Dec 26, 2009 17:41
I wanted to like New Eves: Science Fiction About the Extraordinary Women of Today and Tomorrow, edited by Janrae Frank, Jean Stine, and Forrest J. Ackerman. It's a collection of a bunch of science fiction stories by women that I haven't already read in every other such anthology. With the exception of three stories (one being "Speech Sounds" by Octavia Butler), these stories were new to me.
However, most of the stories left me cold. The attempt to choose unfamiliar stories seems to have meant choosing less awesome stories. To my taste, the stories in the final section devoted to "The 80s and Beyond" were the best (including Lee Killough's "Symphony for a Lost Traveler," Maureen F. McHugh's "The Missionary's Child," and Karen Joy Fowler's "The Lake Was Full of Artificial Things"), but this is only a small portion of the book.

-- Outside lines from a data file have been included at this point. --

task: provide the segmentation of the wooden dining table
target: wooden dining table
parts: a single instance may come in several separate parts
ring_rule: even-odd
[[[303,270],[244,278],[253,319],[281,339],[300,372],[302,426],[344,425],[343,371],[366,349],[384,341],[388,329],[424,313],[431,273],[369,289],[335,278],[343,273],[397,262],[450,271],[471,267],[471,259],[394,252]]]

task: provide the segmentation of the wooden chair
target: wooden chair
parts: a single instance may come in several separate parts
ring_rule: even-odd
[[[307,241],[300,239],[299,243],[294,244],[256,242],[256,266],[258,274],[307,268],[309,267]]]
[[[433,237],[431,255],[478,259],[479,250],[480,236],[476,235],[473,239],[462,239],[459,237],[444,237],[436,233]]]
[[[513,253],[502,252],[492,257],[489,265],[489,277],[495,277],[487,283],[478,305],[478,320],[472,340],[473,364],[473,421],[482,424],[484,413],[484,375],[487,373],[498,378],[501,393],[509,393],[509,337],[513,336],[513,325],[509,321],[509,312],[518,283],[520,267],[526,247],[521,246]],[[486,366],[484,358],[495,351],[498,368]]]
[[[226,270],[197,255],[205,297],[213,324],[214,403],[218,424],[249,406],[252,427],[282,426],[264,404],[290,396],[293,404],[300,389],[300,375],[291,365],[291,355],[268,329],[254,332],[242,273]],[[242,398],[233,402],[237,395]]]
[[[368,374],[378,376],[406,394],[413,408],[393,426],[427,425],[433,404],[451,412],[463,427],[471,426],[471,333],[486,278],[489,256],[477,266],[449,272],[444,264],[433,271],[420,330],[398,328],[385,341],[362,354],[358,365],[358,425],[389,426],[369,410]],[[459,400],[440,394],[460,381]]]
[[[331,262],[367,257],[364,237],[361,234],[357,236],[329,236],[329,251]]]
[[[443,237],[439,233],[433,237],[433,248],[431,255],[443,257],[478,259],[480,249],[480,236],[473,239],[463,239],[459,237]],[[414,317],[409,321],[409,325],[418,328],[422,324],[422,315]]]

The biggest problem I had with this book, though, was not in the choice of stories included. The editing is just terrible. And it is terrible on multiple levels. The copyediting is terrible: there are so many typos, not just in the introductions to the stories but in the stories themselves, some of them even inhibiting the clarity of the narrative. The fact-checking is terrible: several stories are placed in one chronological section (say the 1960s and 1970s) but really belong in another, authors' names are misspelled or misrepresented, and some publication dates for stories are just wrong. And the writing is bad, too. On top of all of that, in a book devoted to women writers of science fiction, the presentation of feminism hews frighteningly close to negative anti-feminist stereotypes.
In short, I wouldn't recommend this book. If you are looking for less commonly anthologized science fiction stories by women writers, you might find something worth reading here (I don't pretend that my tastes in SF are the same as everyone else's), but beware: its myriad mistakes make this a sometimes frustrating read, an unreliable source on some points, and considerably less worthy of the time and effort required to read it than are most anthologies.